In relation to miRNAs, 15 miRNAs showed expression in both sample tissues. Hsa-miR-206 (p = 0.0313) and hsa-miR-637 (p = 0.0156) were down-expressed in LC (Figure 2). In HCC, hsa-miR-15b (p = 0.0010), hsa-miR-125b (p = 0.0010), hsa-miR-423-3p (p = 0.0010), hsa-miR-424 (p = 0.0313), hsa-miR-494 (p < 0.0001), hsa-miR-497 (p < 0.0001), hsa-miR-612 (p = 0.0078), hsa-miR-637 (p < 0.0001), and hsa-miR-1255b (p = 0.0156) presented down-expression (Figure 3, Table III).
Regarding protein expression, there was no significant difference in VEGFA expression between HCC and the control group (p = 0.9999) or between LC and the control group (p = 0.1309). However, VEGFA expression was higher in LC than in HCC (77.04 µg/ml vs. 54.16 µg/ml, respectively; p = 0.0078). Therefore, LC tissues presented VEGFA protein expression 0.4-fold higher than tumour samples.


VEGFA is the most important angiogenic growth factor in physiological and pathological states. Increased expression of VEGFA is observed in a variety of solid tumours [10, 18–20], including HCC [21, 22]. HCC samples presented high expression of VEGFA in relation to the control group in our study but without statistical significance. In LC samples VEGFA was significantly overexpressed. Ninety-three percent of HCC patients have cirrhosis, which is a pre-cancer stage and represents the main risk factor for this tumour type [23].

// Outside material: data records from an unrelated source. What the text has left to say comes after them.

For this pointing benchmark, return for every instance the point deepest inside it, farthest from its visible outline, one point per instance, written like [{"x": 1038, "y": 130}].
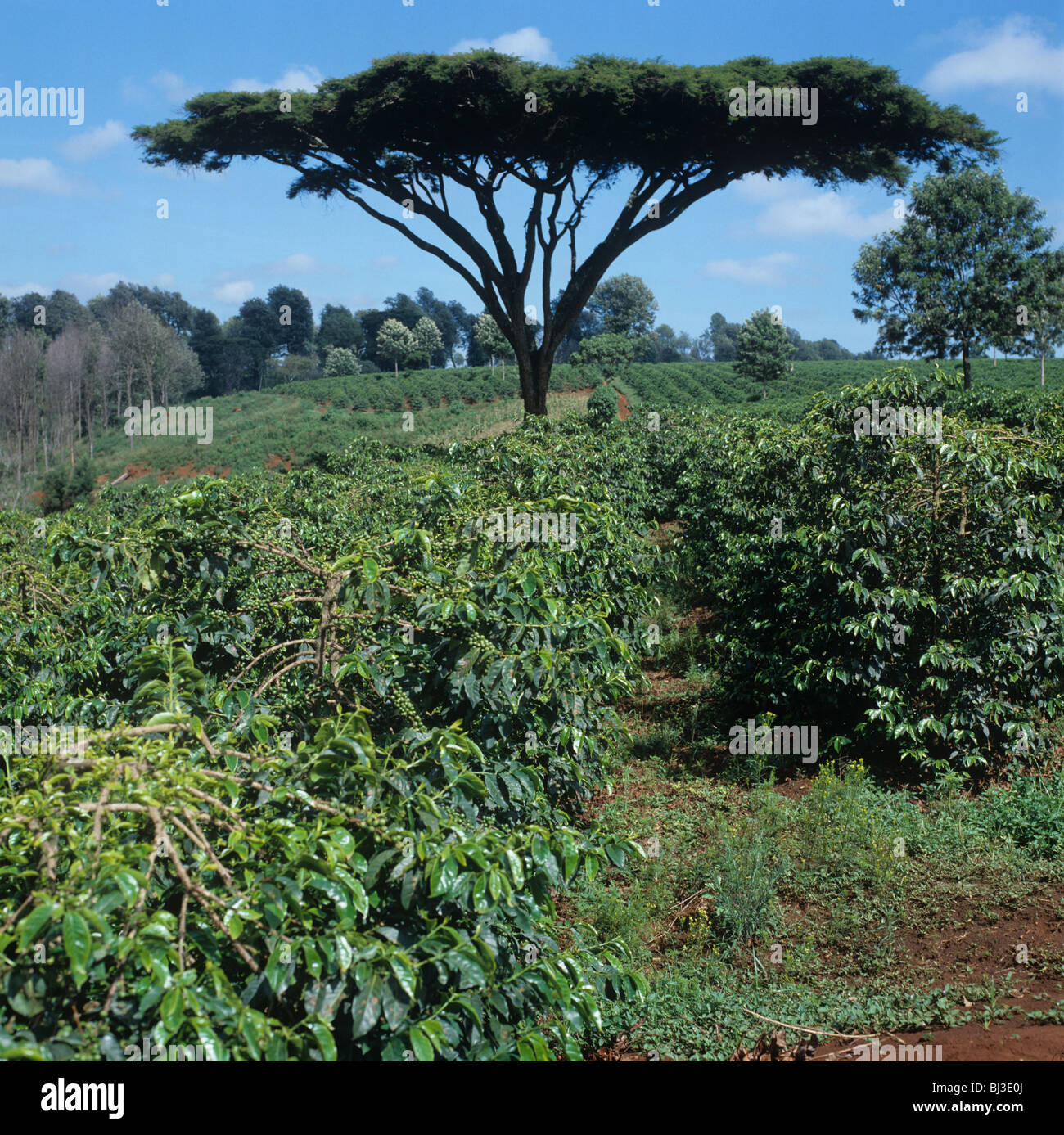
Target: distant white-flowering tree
[
  {"x": 340, "y": 361},
  {"x": 395, "y": 342}
]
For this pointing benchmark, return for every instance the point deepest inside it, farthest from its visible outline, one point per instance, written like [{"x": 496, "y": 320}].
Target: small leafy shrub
[
  {"x": 602, "y": 407},
  {"x": 1030, "y": 812}
]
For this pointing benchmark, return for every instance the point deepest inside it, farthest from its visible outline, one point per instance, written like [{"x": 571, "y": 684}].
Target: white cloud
[
  {"x": 88, "y": 284},
  {"x": 527, "y": 43},
  {"x": 173, "y": 87},
  {"x": 92, "y": 143},
  {"x": 299, "y": 263},
  {"x": 38, "y": 175},
  {"x": 823, "y": 214},
  {"x": 234, "y": 292},
  {"x": 1013, "y": 55},
  {"x": 12, "y": 291},
  {"x": 769, "y": 269},
  {"x": 795, "y": 210},
  {"x": 295, "y": 79}
]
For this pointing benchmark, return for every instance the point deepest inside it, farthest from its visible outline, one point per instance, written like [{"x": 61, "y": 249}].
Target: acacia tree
[
  {"x": 764, "y": 349},
  {"x": 422, "y": 131},
  {"x": 952, "y": 277}
]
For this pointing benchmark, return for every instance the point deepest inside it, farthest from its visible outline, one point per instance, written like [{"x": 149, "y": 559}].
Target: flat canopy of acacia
[{"x": 415, "y": 126}]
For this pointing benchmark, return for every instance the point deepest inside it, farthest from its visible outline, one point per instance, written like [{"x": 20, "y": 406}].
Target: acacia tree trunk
[{"x": 534, "y": 372}]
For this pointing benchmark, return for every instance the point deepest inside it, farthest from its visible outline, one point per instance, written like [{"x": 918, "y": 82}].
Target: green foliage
[
  {"x": 764, "y": 349},
  {"x": 1029, "y": 813},
  {"x": 603, "y": 358},
  {"x": 602, "y": 407},
  {"x": 905, "y": 594},
  {"x": 64, "y": 487},
  {"x": 298, "y": 831},
  {"x": 465, "y": 117},
  {"x": 969, "y": 263},
  {"x": 624, "y": 305}
]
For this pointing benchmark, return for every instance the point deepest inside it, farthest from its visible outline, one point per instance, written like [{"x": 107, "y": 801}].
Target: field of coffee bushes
[{"x": 345, "y": 792}]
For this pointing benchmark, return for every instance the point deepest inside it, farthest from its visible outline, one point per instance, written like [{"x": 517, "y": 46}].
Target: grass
[{"x": 818, "y": 903}]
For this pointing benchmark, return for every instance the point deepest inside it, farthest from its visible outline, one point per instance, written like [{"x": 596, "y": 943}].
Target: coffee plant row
[{"x": 340, "y": 723}]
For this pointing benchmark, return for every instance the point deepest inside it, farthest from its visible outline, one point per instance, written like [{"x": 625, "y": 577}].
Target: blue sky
[{"x": 79, "y": 207}]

High expression of VEGFA in LC samples indicates the presence of angiogenic factors that contribute to new vessel formation and substitution of liver tissue for fibrous tissue [24, 25]. Campagnolo et al. [22] observed that VEGFA and EGFL7 gene expression levels were 120-fold and 25-fold higher, respectively, in LC tissue samples compared to normal tissue [22]. Von Marschall et al. [26] found VEGFA expression in 73% of LC tissue samples, and this increase may be related to the formation of fibrous tissue (necrotic foci), which secretes VEGFA. Yang et al. [27] verified that high expression of VEGFA was associated with fast tissue repair and more fibrogenic activity. El-Assal et al. [28] also observed a significantly high expression in LC tissue (RQ mean = 56.4) in relation to control (RQ mean = 42.0). All studies confirm our findings.

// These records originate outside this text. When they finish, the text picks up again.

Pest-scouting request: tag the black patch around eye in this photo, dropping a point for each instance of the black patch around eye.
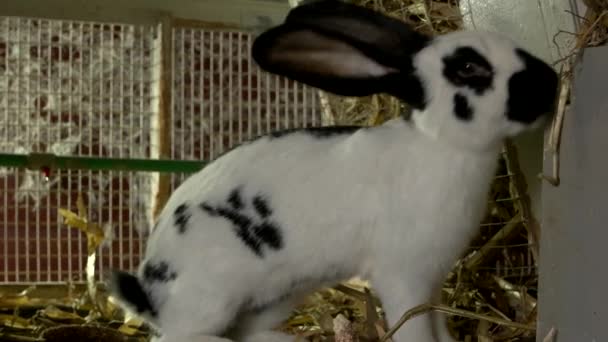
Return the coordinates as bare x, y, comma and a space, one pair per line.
532, 91
454, 65
235, 200
462, 109
261, 207
159, 272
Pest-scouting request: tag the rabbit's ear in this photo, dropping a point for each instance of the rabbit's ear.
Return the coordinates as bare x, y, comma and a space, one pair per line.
344, 49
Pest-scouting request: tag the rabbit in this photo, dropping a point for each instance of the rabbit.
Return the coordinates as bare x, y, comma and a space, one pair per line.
239, 243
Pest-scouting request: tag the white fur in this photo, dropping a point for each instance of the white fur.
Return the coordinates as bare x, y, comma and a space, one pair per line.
396, 204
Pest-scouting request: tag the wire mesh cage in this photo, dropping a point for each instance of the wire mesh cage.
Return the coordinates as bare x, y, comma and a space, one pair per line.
91, 89
75, 88
72, 88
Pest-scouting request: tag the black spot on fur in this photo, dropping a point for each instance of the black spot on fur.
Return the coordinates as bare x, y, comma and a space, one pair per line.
159, 272
468, 68
254, 233
261, 207
235, 200
532, 91
181, 216
241, 224
462, 109
127, 287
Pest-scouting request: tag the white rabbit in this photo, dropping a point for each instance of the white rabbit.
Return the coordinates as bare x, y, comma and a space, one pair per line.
242, 240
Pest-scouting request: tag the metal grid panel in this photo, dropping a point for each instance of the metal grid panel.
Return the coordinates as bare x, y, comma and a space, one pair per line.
75, 88
221, 97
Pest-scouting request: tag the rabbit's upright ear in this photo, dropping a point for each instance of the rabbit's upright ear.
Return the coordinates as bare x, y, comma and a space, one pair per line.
344, 49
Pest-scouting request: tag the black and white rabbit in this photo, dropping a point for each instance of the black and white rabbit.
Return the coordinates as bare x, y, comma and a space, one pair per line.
242, 240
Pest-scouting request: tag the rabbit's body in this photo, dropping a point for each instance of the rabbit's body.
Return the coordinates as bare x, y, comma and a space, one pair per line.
239, 242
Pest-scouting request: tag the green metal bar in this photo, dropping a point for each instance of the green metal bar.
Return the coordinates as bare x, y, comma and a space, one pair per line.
38, 161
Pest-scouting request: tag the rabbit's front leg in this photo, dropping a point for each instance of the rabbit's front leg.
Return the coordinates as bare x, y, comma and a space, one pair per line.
401, 290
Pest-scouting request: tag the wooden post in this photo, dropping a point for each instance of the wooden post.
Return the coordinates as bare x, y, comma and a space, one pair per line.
165, 110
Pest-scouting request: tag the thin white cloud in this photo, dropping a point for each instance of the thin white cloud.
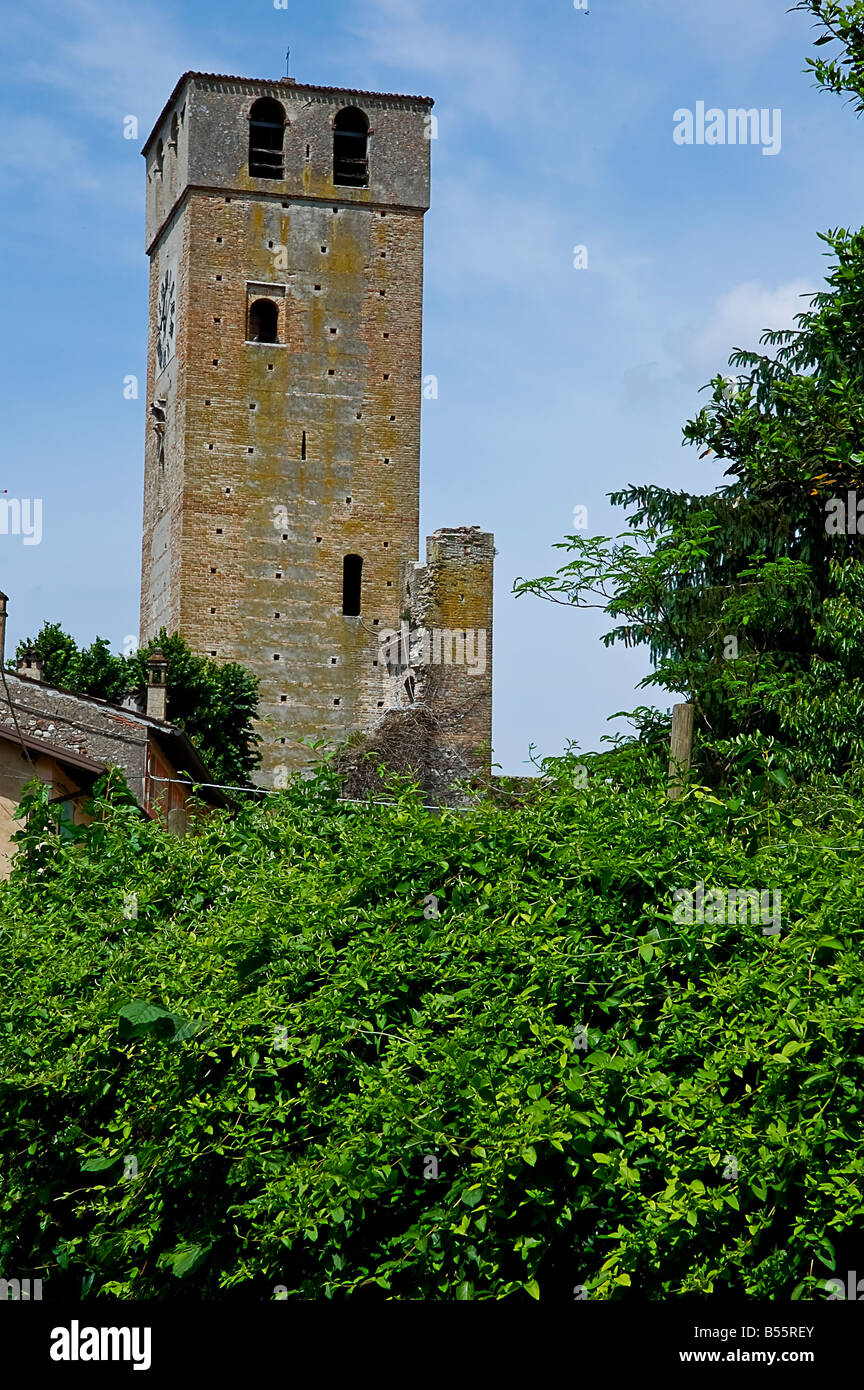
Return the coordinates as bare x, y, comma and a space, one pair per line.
34, 150
739, 317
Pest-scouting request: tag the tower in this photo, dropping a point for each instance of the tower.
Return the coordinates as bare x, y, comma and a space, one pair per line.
284, 389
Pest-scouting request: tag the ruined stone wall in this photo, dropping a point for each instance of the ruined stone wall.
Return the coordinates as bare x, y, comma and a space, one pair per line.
452, 598
279, 459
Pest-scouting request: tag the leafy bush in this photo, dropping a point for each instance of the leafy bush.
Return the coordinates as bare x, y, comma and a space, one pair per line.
285, 1037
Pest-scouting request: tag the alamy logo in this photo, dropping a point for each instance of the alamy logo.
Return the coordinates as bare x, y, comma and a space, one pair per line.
845, 517
849, 1292
75, 1343
734, 127
18, 1290
729, 906
21, 517
436, 647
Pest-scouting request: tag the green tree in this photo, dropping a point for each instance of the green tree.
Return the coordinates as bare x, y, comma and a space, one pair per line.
750, 599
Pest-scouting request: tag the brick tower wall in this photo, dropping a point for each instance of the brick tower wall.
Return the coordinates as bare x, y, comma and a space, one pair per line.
279, 459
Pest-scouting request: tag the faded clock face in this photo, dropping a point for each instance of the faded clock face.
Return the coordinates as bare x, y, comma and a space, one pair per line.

We observed that tumours larger than 2.1 cm presented down-expression of the VEGFA gene. Yamaguchi et al. [29] showed that tumours larger than 3 cm down-expressed VEGFA. In HCC, tumours larger than 5 cm presented fewer blood vessels than smaller tumours [28–30]. This inverse relationship may occur because small tumours require the formation of new blood vessels for growth, while large tumours may secrete other growth factors such as TGF-, bFGF, TNF-, and IL-8 [25].

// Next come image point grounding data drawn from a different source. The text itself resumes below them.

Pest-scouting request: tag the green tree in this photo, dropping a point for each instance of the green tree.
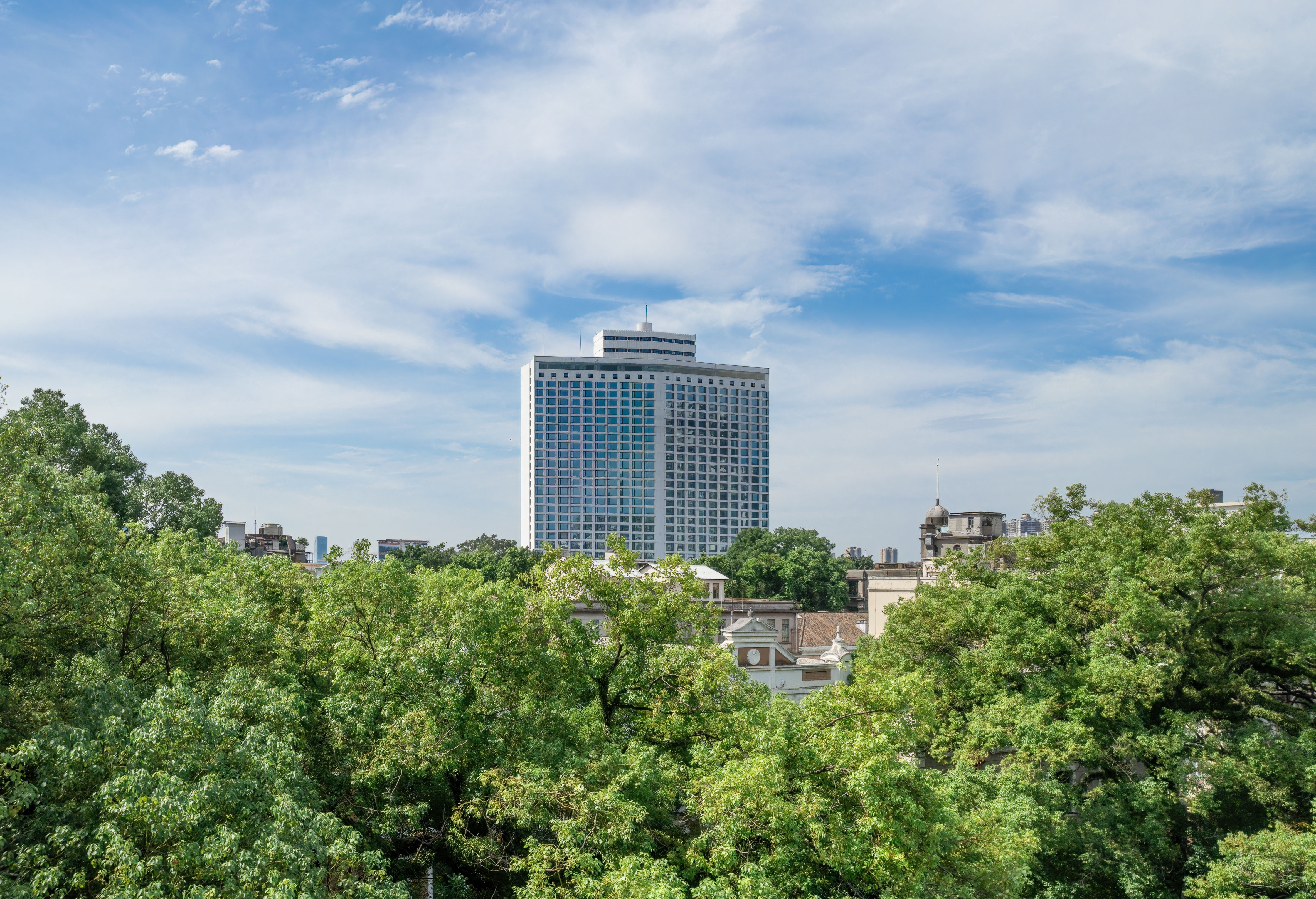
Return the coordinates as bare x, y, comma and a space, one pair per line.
183, 794
1145, 680
814, 580
172, 501
49, 427
1275, 864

The VEGFA gene is regulated at all stages of gene expression. Numerous studies have identified miRNAs targeting VEGFA [31]. We performed extensive research on miRNA databases and selected 17 miRNAs for investigation in LC and HCC samples. These miRNAs were predicted to be regulators of VEGFA gene expression according to the maximum score on prediction.
In both samples, HCC and LC, hsa-miR-637 presented reduced expression. This miRNA was found at reduced levels in HCC cell lines, and its increase resulted in cell death, whereas its suppression reduced the apoptosis rate to 8%. These results suggest that hsa-miR-637 plays a protective role in HCC and cirrhosis. It was verified that hsa-miR-637 is responsible for the inhibition of the LIF (leukaemia inhibitory factor) gene, which translates a cytokine responsible for inducing Stat3 phosphorylation. This transcription factor regulates several growth factors, including the VEGFA gene [32]. Reduced expression of this miRNA in glioma cells was associated with a poor prognosis by promoting growth, migration, and invasion of these cells [33]. Reduced expression of hsa-miR-637 may be related to tumour initiation in LC patients. It is known that LC is the major risk factor for HCC and a pre-cancer stage.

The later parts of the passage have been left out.